Мы с Кемпом выходим в коридор, где столпились недовольные зеваки, которым не хватило места в зале.
– Я хочу сказать тебе кое-что, – говорит Джейми. Он явился сегодня почти неузнаваемым: строгий темный костюм в синюю полоску, купленный в Нью-Хейвене в знаменитом магазине Дж. Пресса, и укороченные на добрых пять сантиметров волосы. Кемп – красивый мужчина, мог бы податься в Голливуд вместо юриспруденции. Из его рассказов я понял, что он прилично зарабатывал игрой на гитаре. Но он почему-то предпочел торчать целые дни в конторе, разбираться в уголовщине, до полуночи просиживать со Стерном и мной.
– Знаешь, ты мне нравишься, – говорит он.
– Ты мне тоже.
– И я искренне надеюсь, что ты выпутаешься из этой передряги. Я этого никогда клиентам не говорил, правда. Обязательно выпутаешься.
За два года через руки Джейми вряд ли прошло много клиентов, так что его слова нельзя принять как обоснованный прогноз, но я все равно тронут. Кладу ему руку на плечо и благодарю. Он не сказал, что я невиновен, нет. Доказательства против меня весьма весомые. Если растолкать его ночью и, спящего, спросить, виновен ли я, он, вероятно, скажет, что, ей-богу, не знает.

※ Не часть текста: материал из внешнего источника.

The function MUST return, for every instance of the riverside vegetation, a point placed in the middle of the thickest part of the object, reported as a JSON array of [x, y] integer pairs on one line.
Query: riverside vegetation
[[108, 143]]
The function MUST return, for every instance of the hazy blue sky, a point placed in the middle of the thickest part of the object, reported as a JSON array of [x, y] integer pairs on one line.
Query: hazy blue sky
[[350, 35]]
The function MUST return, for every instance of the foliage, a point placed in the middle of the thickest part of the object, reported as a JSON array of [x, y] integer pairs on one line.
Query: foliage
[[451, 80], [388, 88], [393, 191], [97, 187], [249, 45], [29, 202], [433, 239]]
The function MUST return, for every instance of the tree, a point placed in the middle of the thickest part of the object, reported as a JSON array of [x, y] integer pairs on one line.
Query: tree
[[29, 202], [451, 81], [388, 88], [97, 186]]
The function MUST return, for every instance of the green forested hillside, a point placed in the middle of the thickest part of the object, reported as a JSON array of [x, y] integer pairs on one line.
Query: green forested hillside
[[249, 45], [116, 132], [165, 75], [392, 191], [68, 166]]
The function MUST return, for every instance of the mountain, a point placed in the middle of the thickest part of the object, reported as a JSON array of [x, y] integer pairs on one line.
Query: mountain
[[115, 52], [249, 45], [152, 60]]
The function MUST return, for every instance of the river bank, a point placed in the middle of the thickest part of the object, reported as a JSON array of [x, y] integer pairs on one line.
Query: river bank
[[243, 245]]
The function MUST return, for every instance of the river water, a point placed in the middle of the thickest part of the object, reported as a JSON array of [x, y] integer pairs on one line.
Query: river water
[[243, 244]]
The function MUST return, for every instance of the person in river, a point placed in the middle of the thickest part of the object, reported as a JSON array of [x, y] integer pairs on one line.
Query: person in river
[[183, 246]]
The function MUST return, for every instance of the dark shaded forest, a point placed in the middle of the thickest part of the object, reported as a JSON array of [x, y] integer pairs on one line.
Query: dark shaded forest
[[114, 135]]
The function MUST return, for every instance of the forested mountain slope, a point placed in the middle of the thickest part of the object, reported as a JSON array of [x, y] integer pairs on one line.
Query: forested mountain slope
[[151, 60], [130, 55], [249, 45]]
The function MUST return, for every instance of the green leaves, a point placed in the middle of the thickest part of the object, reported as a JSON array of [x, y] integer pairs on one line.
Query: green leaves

Из зала суда выходит Стерн. Вид у него франтоватый. Воротник белоснежной, без единой складочки рубашки упирается в порозовевшие от волнения щеки. Ему предстоит произнести вступительное слово в самом серьезном, может быть, процессе всей его жизни. Меня охватывает профессиональная зависть. Я ни разу не подумал о том, как интересно было бы вести такое дело, как мое. Даже громкий процесс, известный под названием «Дело девяти „Ангелов“», когда мы с Реймондом выдвинули обвинения сразу двадцати трем ответчикам, по сложности, пожалуй, уступает моему. Вести крупное запутанное дело – все равно что трогать оголенный провод, или гнать на бешеной скорости на мотоцикле, или преодолевать труднодоступную крутизну в горах. Я с грустью думаю о своей погубленной карьере.